Photo by: Tan Xue Yi, Official Photographer for Halloween

This year’s Halloween celebrations introduced Yale-NUS’s first Trick or Treat event, officially named “Trick or Treat, Suite or Sweet”. It  was carried out in the Elm, Cendana and Saga Rectors’ suites and Vice-Rector Paul Gallagher’s suite. The College Councils assisted in the suite decorations. I approached Cendana Rector and Associate Professor (Science) Neil Clarke to ask about his experience with the Trick or Treat.

“I was happy with the event; my three kids grew up doing trick or treating,” said Mr. Clarke. “Lots of people were in costume. One student was costumed as a character from 101 Dalmatians and pretended to skin my dog.” Mr. Clarke was himself costumed as a 1970s disco king, donning a wig with bell-bottomed pants, a satin shirt, and a peace medallion.

Halloween-themed cookies, caramel apples, oreo pops and s’more dips (be careful of how you pronounce “s’more dips”) lined the dining tables of the Rectors’ suites. They were the labor of love of the Yale-NUS Baking Club, officially named “Let Them Eat Cake”. Agatha Tan ’20, President of Yale-NUS Baking Club, said that the club took two days to bake the food items and that a test bake was conducted the week before. The Yale-NUS Baking Club even used club funding, as opposed to event funding, to pay for some of the ingredients.

“I didn’t eat any of the caramel apples”, said Mr. Clarke. “They ran out very quickly”.

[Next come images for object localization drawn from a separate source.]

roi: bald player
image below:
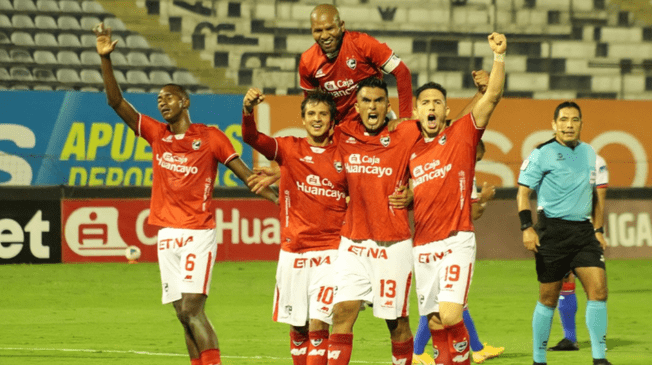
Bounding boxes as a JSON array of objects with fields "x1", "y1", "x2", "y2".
[{"x1": 299, "y1": 4, "x2": 413, "y2": 125}]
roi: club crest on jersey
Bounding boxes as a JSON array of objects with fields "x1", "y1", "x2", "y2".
[
  {"x1": 438, "y1": 135, "x2": 447, "y2": 145},
  {"x1": 453, "y1": 341, "x2": 468, "y2": 353},
  {"x1": 380, "y1": 135, "x2": 390, "y2": 147},
  {"x1": 311, "y1": 339, "x2": 323, "y2": 347},
  {"x1": 192, "y1": 139, "x2": 201, "y2": 150},
  {"x1": 432, "y1": 347, "x2": 439, "y2": 359},
  {"x1": 346, "y1": 136, "x2": 356, "y2": 144},
  {"x1": 162, "y1": 135, "x2": 173, "y2": 143},
  {"x1": 315, "y1": 68, "x2": 325, "y2": 78},
  {"x1": 346, "y1": 57, "x2": 357, "y2": 70},
  {"x1": 334, "y1": 161, "x2": 343, "y2": 173}
]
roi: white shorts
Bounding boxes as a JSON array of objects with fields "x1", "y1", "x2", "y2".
[
  {"x1": 333, "y1": 237, "x2": 413, "y2": 320},
  {"x1": 273, "y1": 249, "x2": 338, "y2": 326},
  {"x1": 157, "y1": 227, "x2": 218, "y2": 304},
  {"x1": 413, "y1": 231, "x2": 476, "y2": 316}
]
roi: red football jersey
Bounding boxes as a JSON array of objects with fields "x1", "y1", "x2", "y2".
[
  {"x1": 409, "y1": 113, "x2": 484, "y2": 246},
  {"x1": 242, "y1": 115, "x2": 347, "y2": 253},
  {"x1": 334, "y1": 119, "x2": 421, "y2": 241},
  {"x1": 299, "y1": 31, "x2": 404, "y2": 123},
  {"x1": 137, "y1": 114, "x2": 238, "y2": 229}
]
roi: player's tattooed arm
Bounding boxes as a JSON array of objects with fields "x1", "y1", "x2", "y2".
[
  {"x1": 93, "y1": 22, "x2": 139, "y2": 132},
  {"x1": 227, "y1": 158, "x2": 279, "y2": 204}
]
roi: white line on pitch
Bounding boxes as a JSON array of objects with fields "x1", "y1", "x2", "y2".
[{"x1": 0, "y1": 347, "x2": 386, "y2": 363}]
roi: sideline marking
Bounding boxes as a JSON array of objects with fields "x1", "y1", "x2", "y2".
[{"x1": 0, "y1": 347, "x2": 386, "y2": 363}]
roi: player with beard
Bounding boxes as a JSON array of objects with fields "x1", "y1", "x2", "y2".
[
  {"x1": 408, "y1": 33, "x2": 506, "y2": 365},
  {"x1": 242, "y1": 89, "x2": 347, "y2": 365},
  {"x1": 300, "y1": 4, "x2": 413, "y2": 124}
]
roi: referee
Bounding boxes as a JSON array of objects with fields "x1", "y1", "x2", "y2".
[{"x1": 517, "y1": 101, "x2": 610, "y2": 365}]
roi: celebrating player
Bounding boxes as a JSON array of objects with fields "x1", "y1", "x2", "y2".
[
  {"x1": 300, "y1": 4, "x2": 413, "y2": 124},
  {"x1": 412, "y1": 140, "x2": 505, "y2": 365},
  {"x1": 93, "y1": 23, "x2": 278, "y2": 365},
  {"x1": 242, "y1": 88, "x2": 347, "y2": 365},
  {"x1": 409, "y1": 33, "x2": 506, "y2": 365},
  {"x1": 518, "y1": 102, "x2": 610, "y2": 365},
  {"x1": 326, "y1": 77, "x2": 422, "y2": 365}
]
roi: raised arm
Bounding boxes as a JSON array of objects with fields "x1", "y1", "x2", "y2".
[
  {"x1": 452, "y1": 70, "x2": 489, "y2": 121},
  {"x1": 242, "y1": 88, "x2": 278, "y2": 161},
  {"x1": 389, "y1": 60, "x2": 414, "y2": 119},
  {"x1": 517, "y1": 184, "x2": 540, "y2": 253},
  {"x1": 93, "y1": 23, "x2": 139, "y2": 132},
  {"x1": 471, "y1": 33, "x2": 506, "y2": 128}
]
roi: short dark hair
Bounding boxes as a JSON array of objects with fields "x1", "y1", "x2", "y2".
[
  {"x1": 301, "y1": 90, "x2": 337, "y2": 120},
  {"x1": 415, "y1": 82, "x2": 447, "y2": 100},
  {"x1": 162, "y1": 83, "x2": 189, "y2": 101},
  {"x1": 553, "y1": 101, "x2": 582, "y2": 120},
  {"x1": 356, "y1": 77, "x2": 388, "y2": 97}
]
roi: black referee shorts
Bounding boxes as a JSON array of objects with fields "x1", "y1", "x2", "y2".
[{"x1": 534, "y1": 218, "x2": 606, "y2": 283}]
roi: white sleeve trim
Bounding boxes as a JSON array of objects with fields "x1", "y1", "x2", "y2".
[
  {"x1": 137, "y1": 113, "x2": 143, "y2": 136},
  {"x1": 224, "y1": 152, "x2": 239, "y2": 165}
]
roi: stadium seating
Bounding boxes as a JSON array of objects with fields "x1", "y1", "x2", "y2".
[
  {"x1": 127, "y1": 0, "x2": 650, "y2": 98},
  {"x1": 0, "y1": 0, "x2": 211, "y2": 92}
]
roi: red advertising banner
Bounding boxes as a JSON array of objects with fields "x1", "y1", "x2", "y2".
[
  {"x1": 61, "y1": 199, "x2": 281, "y2": 263},
  {"x1": 257, "y1": 96, "x2": 652, "y2": 188},
  {"x1": 61, "y1": 196, "x2": 651, "y2": 263}
]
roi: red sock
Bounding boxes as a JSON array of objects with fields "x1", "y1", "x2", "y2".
[
  {"x1": 561, "y1": 281, "x2": 576, "y2": 294},
  {"x1": 391, "y1": 337, "x2": 413, "y2": 365},
  {"x1": 430, "y1": 329, "x2": 452, "y2": 365},
  {"x1": 290, "y1": 331, "x2": 309, "y2": 365},
  {"x1": 200, "y1": 349, "x2": 221, "y2": 365},
  {"x1": 446, "y1": 321, "x2": 470, "y2": 365},
  {"x1": 307, "y1": 330, "x2": 329, "y2": 365},
  {"x1": 190, "y1": 358, "x2": 202, "y2": 365},
  {"x1": 327, "y1": 333, "x2": 353, "y2": 365}
]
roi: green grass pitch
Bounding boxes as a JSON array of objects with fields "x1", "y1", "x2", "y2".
[{"x1": 0, "y1": 260, "x2": 650, "y2": 364}]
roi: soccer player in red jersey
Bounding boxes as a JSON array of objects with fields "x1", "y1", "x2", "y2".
[
  {"x1": 408, "y1": 33, "x2": 506, "y2": 365},
  {"x1": 241, "y1": 88, "x2": 347, "y2": 365},
  {"x1": 300, "y1": 4, "x2": 413, "y2": 124},
  {"x1": 94, "y1": 23, "x2": 278, "y2": 365},
  {"x1": 327, "y1": 77, "x2": 422, "y2": 365}
]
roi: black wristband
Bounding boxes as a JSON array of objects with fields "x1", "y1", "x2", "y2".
[
  {"x1": 595, "y1": 227, "x2": 604, "y2": 234},
  {"x1": 519, "y1": 210, "x2": 533, "y2": 231}
]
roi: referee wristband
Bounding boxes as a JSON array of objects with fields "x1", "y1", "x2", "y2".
[
  {"x1": 595, "y1": 227, "x2": 604, "y2": 234},
  {"x1": 519, "y1": 210, "x2": 533, "y2": 231}
]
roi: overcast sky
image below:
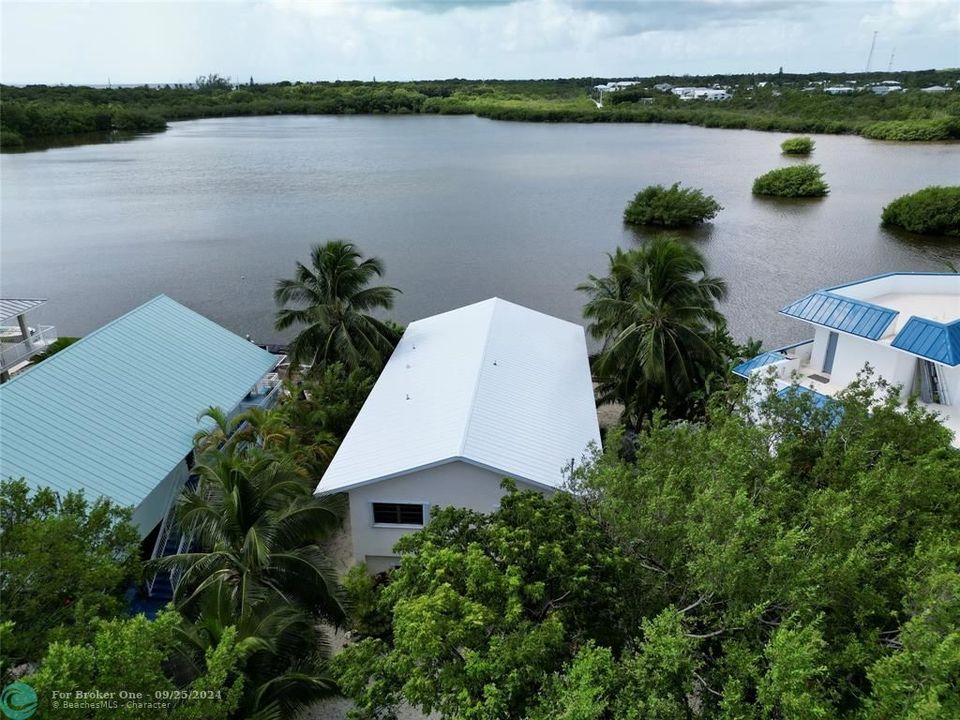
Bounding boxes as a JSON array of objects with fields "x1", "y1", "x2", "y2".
[{"x1": 1, "y1": 0, "x2": 958, "y2": 85}]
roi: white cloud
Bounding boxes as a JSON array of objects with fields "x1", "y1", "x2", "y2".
[{"x1": 1, "y1": 0, "x2": 956, "y2": 84}]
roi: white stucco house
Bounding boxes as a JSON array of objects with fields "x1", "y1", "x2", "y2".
[
  {"x1": 315, "y1": 298, "x2": 601, "y2": 573},
  {"x1": 734, "y1": 272, "x2": 960, "y2": 444}
]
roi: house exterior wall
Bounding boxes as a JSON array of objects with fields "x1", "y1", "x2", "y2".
[
  {"x1": 825, "y1": 333, "x2": 917, "y2": 398},
  {"x1": 809, "y1": 327, "x2": 832, "y2": 372},
  {"x1": 132, "y1": 458, "x2": 189, "y2": 539},
  {"x1": 346, "y1": 460, "x2": 544, "y2": 573}
]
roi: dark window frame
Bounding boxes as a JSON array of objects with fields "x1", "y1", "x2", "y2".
[{"x1": 371, "y1": 502, "x2": 426, "y2": 527}]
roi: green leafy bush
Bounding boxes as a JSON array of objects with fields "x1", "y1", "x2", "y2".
[
  {"x1": 0, "y1": 129, "x2": 24, "y2": 148},
  {"x1": 0, "y1": 480, "x2": 141, "y2": 669},
  {"x1": 27, "y1": 610, "x2": 244, "y2": 719},
  {"x1": 881, "y1": 186, "x2": 960, "y2": 236},
  {"x1": 752, "y1": 164, "x2": 829, "y2": 197},
  {"x1": 780, "y1": 136, "x2": 814, "y2": 154},
  {"x1": 862, "y1": 118, "x2": 960, "y2": 141},
  {"x1": 623, "y1": 183, "x2": 722, "y2": 227}
]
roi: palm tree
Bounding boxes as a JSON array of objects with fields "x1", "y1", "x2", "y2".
[
  {"x1": 174, "y1": 584, "x2": 337, "y2": 719},
  {"x1": 579, "y1": 235, "x2": 728, "y2": 425},
  {"x1": 275, "y1": 240, "x2": 400, "y2": 373},
  {"x1": 160, "y1": 451, "x2": 344, "y2": 619},
  {"x1": 155, "y1": 451, "x2": 346, "y2": 715}
]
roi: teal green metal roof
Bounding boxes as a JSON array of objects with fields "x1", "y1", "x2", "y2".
[{"x1": 0, "y1": 295, "x2": 278, "y2": 508}]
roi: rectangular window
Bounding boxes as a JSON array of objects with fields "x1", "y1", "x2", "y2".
[{"x1": 372, "y1": 502, "x2": 425, "y2": 526}]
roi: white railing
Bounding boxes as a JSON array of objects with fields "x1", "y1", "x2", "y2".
[{"x1": 0, "y1": 325, "x2": 58, "y2": 371}]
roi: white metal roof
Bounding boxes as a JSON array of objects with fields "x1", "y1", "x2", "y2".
[{"x1": 316, "y1": 298, "x2": 601, "y2": 494}]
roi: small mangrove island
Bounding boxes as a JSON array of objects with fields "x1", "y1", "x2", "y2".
[
  {"x1": 780, "y1": 136, "x2": 815, "y2": 155},
  {"x1": 753, "y1": 164, "x2": 830, "y2": 198},
  {"x1": 881, "y1": 186, "x2": 960, "y2": 237},
  {"x1": 624, "y1": 183, "x2": 722, "y2": 227}
]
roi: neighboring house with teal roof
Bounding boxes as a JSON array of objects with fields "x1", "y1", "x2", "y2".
[
  {"x1": 734, "y1": 272, "x2": 960, "y2": 444},
  {"x1": 0, "y1": 295, "x2": 282, "y2": 560}
]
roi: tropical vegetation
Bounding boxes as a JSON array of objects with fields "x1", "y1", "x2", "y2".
[
  {"x1": 275, "y1": 240, "x2": 401, "y2": 374},
  {"x1": 780, "y1": 135, "x2": 814, "y2": 154},
  {"x1": 623, "y1": 183, "x2": 722, "y2": 227},
  {"x1": 881, "y1": 185, "x2": 960, "y2": 237},
  {"x1": 27, "y1": 335, "x2": 79, "y2": 364},
  {"x1": 158, "y1": 446, "x2": 345, "y2": 717},
  {"x1": 752, "y1": 164, "x2": 829, "y2": 197},
  {"x1": 1, "y1": 353, "x2": 376, "y2": 716},
  {"x1": 2, "y1": 69, "x2": 958, "y2": 149},
  {"x1": 27, "y1": 610, "x2": 244, "y2": 719},
  {"x1": 861, "y1": 117, "x2": 960, "y2": 141},
  {"x1": 0, "y1": 480, "x2": 141, "y2": 672},
  {"x1": 149, "y1": 362, "x2": 377, "y2": 717},
  {"x1": 6, "y1": 236, "x2": 960, "y2": 719},
  {"x1": 579, "y1": 234, "x2": 746, "y2": 426},
  {"x1": 333, "y1": 376, "x2": 960, "y2": 720}
]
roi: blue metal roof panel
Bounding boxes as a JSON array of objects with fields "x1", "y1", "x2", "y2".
[
  {"x1": 891, "y1": 317, "x2": 960, "y2": 366},
  {"x1": 777, "y1": 385, "x2": 833, "y2": 409},
  {"x1": 780, "y1": 291, "x2": 898, "y2": 340},
  {"x1": 732, "y1": 351, "x2": 787, "y2": 379},
  {"x1": 0, "y1": 296, "x2": 279, "y2": 507}
]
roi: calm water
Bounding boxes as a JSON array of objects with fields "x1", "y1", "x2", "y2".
[{"x1": 2, "y1": 116, "x2": 958, "y2": 348}]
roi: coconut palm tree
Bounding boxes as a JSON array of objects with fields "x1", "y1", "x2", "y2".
[
  {"x1": 156, "y1": 450, "x2": 345, "y2": 716},
  {"x1": 174, "y1": 583, "x2": 337, "y2": 719},
  {"x1": 159, "y1": 451, "x2": 345, "y2": 620},
  {"x1": 275, "y1": 240, "x2": 401, "y2": 373},
  {"x1": 579, "y1": 235, "x2": 728, "y2": 425}
]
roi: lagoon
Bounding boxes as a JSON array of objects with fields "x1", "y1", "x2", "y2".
[{"x1": 2, "y1": 115, "x2": 958, "y2": 348}]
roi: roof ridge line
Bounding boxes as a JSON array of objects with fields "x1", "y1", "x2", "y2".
[{"x1": 457, "y1": 299, "x2": 499, "y2": 457}]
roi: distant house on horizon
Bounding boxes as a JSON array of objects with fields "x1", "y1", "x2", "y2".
[{"x1": 314, "y1": 298, "x2": 601, "y2": 573}]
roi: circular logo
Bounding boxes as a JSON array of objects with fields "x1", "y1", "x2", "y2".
[{"x1": 0, "y1": 683, "x2": 37, "y2": 720}]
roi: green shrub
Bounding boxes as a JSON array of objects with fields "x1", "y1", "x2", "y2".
[
  {"x1": 781, "y1": 136, "x2": 814, "y2": 155},
  {"x1": 0, "y1": 129, "x2": 24, "y2": 148},
  {"x1": 861, "y1": 118, "x2": 960, "y2": 142},
  {"x1": 881, "y1": 186, "x2": 960, "y2": 237},
  {"x1": 623, "y1": 182, "x2": 722, "y2": 227},
  {"x1": 752, "y1": 165, "x2": 829, "y2": 198}
]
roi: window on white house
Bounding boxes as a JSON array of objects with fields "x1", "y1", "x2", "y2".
[{"x1": 372, "y1": 502, "x2": 425, "y2": 526}]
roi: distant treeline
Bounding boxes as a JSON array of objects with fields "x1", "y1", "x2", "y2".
[{"x1": 2, "y1": 70, "x2": 958, "y2": 149}]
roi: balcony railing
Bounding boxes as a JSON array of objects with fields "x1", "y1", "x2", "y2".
[{"x1": 0, "y1": 325, "x2": 57, "y2": 372}]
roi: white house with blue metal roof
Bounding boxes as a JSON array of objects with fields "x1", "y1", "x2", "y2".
[
  {"x1": 734, "y1": 272, "x2": 960, "y2": 443},
  {"x1": 315, "y1": 298, "x2": 601, "y2": 573},
  {"x1": 0, "y1": 295, "x2": 283, "y2": 555}
]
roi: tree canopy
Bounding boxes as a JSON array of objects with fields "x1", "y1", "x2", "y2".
[
  {"x1": 332, "y1": 376, "x2": 960, "y2": 719},
  {"x1": 0, "y1": 480, "x2": 141, "y2": 671},
  {"x1": 579, "y1": 235, "x2": 744, "y2": 426},
  {"x1": 275, "y1": 240, "x2": 401, "y2": 374}
]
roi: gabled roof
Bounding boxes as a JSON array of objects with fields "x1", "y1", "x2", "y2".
[
  {"x1": 891, "y1": 317, "x2": 960, "y2": 366},
  {"x1": 0, "y1": 295, "x2": 279, "y2": 508},
  {"x1": 317, "y1": 298, "x2": 601, "y2": 494},
  {"x1": 0, "y1": 298, "x2": 47, "y2": 322},
  {"x1": 780, "y1": 291, "x2": 898, "y2": 340}
]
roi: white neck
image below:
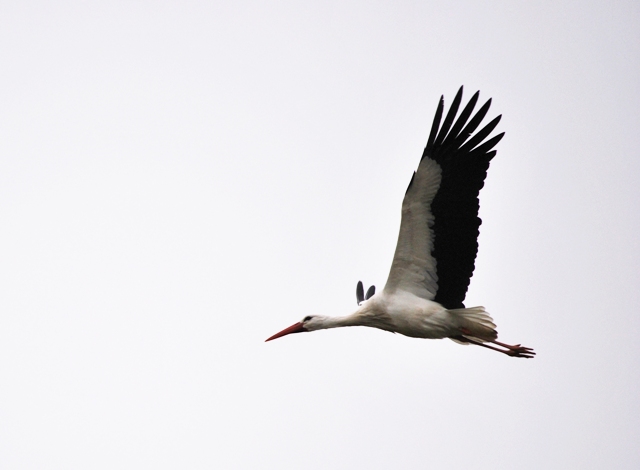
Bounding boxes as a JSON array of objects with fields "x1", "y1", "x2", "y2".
[
  {"x1": 308, "y1": 303, "x2": 392, "y2": 332},
  {"x1": 317, "y1": 314, "x2": 361, "y2": 330}
]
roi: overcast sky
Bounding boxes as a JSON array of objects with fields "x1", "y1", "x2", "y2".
[{"x1": 1, "y1": 1, "x2": 639, "y2": 469}]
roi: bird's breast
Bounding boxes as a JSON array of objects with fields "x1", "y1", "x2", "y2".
[{"x1": 377, "y1": 293, "x2": 457, "y2": 339}]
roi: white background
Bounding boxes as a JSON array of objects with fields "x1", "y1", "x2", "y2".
[{"x1": 1, "y1": 1, "x2": 639, "y2": 468}]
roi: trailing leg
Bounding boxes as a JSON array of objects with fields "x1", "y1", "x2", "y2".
[{"x1": 451, "y1": 334, "x2": 535, "y2": 358}]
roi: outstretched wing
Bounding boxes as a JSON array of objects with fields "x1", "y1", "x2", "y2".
[{"x1": 383, "y1": 87, "x2": 504, "y2": 308}]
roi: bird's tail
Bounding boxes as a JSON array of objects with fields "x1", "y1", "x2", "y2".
[{"x1": 449, "y1": 306, "x2": 498, "y2": 344}]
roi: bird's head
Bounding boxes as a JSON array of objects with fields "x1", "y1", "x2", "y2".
[{"x1": 265, "y1": 315, "x2": 327, "y2": 342}]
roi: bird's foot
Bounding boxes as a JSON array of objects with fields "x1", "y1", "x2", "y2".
[
  {"x1": 498, "y1": 343, "x2": 536, "y2": 359},
  {"x1": 454, "y1": 334, "x2": 536, "y2": 358},
  {"x1": 504, "y1": 344, "x2": 536, "y2": 359}
]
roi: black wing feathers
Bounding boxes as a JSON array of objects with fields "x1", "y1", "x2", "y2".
[
  {"x1": 468, "y1": 133, "x2": 505, "y2": 158},
  {"x1": 357, "y1": 281, "x2": 376, "y2": 304},
  {"x1": 356, "y1": 281, "x2": 364, "y2": 305},
  {"x1": 446, "y1": 91, "x2": 479, "y2": 150},
  {"x1": 432, "y1": 87, "x2": 463, "y2": 150},
  {"x1": 424, "y1": 86, "x2": 503, "y2": 309},
  {"x1": 365, "y1": 285, "x2": 376, "y2": 300},
  {"x1": 458, "y1": 115, "x2": 502, "y2": 155},
  {"x1": 453, "y1": 99, "x2": 492, "y2": 150}
]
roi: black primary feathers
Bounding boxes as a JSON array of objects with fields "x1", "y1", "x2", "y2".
[
  {"x1": 356, "y1": 281, "x2": 376, "y2": 305},
  {"x1": 365, "y1": 285, "x2": 376, "y2": 300},
  {"x1": 423, "y1": 86, "x2": 504, "y2": 309}
]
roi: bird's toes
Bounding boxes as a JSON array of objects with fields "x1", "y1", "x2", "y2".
[{"x1": 507, "y1": 346, "x2": 536, "y2": 358}]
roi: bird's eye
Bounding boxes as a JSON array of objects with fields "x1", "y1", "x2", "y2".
[{"x1": 303, "y1": 316, "x2": 313, "y2": 322}]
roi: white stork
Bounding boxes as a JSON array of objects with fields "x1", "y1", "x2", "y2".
[{"x1": 266, "y1": 87, "x2": 534, "y2": 358}]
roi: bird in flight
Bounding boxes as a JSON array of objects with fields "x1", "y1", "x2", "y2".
[{"x1": 266, "y1": 87, "x2": 534, "y2": 358}]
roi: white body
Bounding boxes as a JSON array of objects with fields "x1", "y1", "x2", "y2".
[
  {"x1": 305, "y1": 291, "x2": 493, "y2": 342},
  {"x1": 369, "y1": 291, "x2": 453, "y2": 339}
]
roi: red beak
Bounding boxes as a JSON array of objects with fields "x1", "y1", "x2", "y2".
[{"x1": 265, "y1": 322, "x2": 306, "y2": 342}]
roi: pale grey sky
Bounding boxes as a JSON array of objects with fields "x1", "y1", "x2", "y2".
[{"x1": 1, "y1": 1, "x2": 639, "y2": 469}]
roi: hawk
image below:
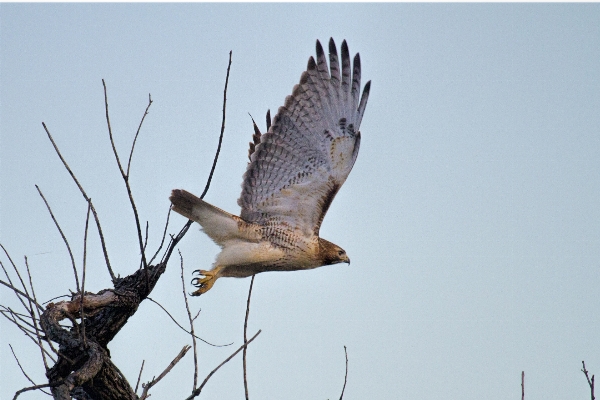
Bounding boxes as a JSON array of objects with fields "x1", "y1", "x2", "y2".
[{"x1": 170, "y1": 38, "x2": 370, "y2": 295}]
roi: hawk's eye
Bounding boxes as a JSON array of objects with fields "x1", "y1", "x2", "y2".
[{"x1": 338, "y1": 250, "x2": 345, "y2": 256}]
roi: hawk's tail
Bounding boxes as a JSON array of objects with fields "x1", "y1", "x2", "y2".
[
  {"x1": 170, "y1": 189, "x2": 204, "y2": 221},
  {"x1": 170, "y1": 189, "x2": 259, "y2": 246}
]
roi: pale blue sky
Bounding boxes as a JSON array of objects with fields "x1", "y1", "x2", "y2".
[{"x1": 1, "y1": 4, "x2": 599, "y2": 399}]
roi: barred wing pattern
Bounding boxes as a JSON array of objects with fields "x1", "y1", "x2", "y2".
[{"x1": 238, "y1": 38, "x2": 371, "y2": 239}]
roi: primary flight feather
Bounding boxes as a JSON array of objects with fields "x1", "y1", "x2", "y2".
[{"x1": 170, "y1": 38, "x2": 370, "y2": 295}]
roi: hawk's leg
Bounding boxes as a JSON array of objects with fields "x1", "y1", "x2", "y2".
[{"x1": 191, "y1": 266, "x2": 223, "y2": 296}]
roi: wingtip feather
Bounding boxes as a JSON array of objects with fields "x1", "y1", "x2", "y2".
[
  {"x1": 328, "y1": 38, "x2": 340, "y2": 83},
  {"x1": 316, "y1": 39, "x2": 325, "y2": 59},
  {"x1": 341, "y1": 40, "x2": 351, "y2": 88}
]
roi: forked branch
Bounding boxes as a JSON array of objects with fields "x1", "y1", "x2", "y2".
[
  {"x1": 180, "y1": 251, "x2": 199, "y2": 390},
  {"x1": 185, "y1": 330, "x2": 262, "y2": 400},
  {"x1": 582, "y1": 361, "x2": 596, "y2": 400},
  {"x1": 160, "y1": 49, "x2": 232, "y2": 265},
  {"x1": 35, "y1": 185, "x2": 79, "y2": 292},
  {"x1": 41, "y1": 122, "x2": 115, "y2": 282},
  {"x1": 139, "y1": 345, "x2": 191, "y2": 400},
  {"x1": 102, "y1": 79, "x2": 149, "y2": 272}
]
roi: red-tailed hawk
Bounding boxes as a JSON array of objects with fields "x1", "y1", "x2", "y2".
[{"x1": 170, "y1": 38, "x2": 370, "y2": 295}]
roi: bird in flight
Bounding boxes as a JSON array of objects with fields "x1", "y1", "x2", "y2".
[{"x1": 170, "y1": 38, "x2": 370, "y2": 295}]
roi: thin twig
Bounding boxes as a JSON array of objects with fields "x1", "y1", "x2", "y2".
[
  {"x1": 127, "y1": 93, "x2": 153, "y2": 177},
  {"x1": 41, "y1": 122, "x2": 116, "y2": 282},
  {"x1": 139, "y1": 345, "x2": 191, "y2": 400},
  {"x1": 23, "y1": 256, "x2": 50, "y2": 371},
  {"x1": 2, "y1": 252, "x2": 50, "y2": 366},
  {"x1": 1, "y1": 245, "x2": 38, "y2": 315},
  {"x1": 521, "y1": 371, "x2": 525, "y2": 400},
  {"x1": 2, "y1": 254, "x2": 52, "y2": 367},
  {"x1": 9, "y1": 344, "x2": 51, "y2": 396},
  {"x1": 200, "y1": 50, "x2": 232, "y2": 199},
  {"x1": 2, "y1": 310, "x2": 37, "y2": 337},
  {"x1": 192, "y1": 309, "x2": 201, "y2": 322},
  {"x1": 146, "y1": 297, "x2": 230, "y2": 347},
  {"x1": 35, "y1": 185, "x2": 79, "y2": 292},
  {"x1": 339, "y1": 346, "x2": 349, "y2": 400},
  {"x1": 0, "y1": 278, "x2": 43, "y2": 312},
  {"x1": 1, "y1": 307, "x2": 39, "y2": 333},
  {"x1": 582, "y1": 361, "x2": 596, "y2": 400},
  {"x1": 12, "y1": 382, "x2": 55, "y2": 400},
  {"x1": 43, "y1": 294, "x2": 70, "y2": 305},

Student Government Involvement

Finally, I spoke to Annabelle Ho ’21, Director of Events, who with advice from Brandon Lee ’20, President of Student Government and assistance from the rest of Student Government, coordinated some of the Halloween events. Ho liaised with RC3 and the Yale-NUS Baking Club. She assisted in setting up the photo booth and movie screening, and approached the various Rectors and Vice-Rectors to gauge their interest in the Trick or Treat.

Apart from the Student Government, many other student organizations and individuals put in a great deal of effort into Yale-NUS’s Halloween celebrations. A big thank-you is in order to these students, to SATS for making our Halloween dinner terrifyingly good, and to the Dean of Students’ Office for funding the events. It was a great horror-filled halloween—one that (temporarily) masked the horror of my PPT essay due the very next day.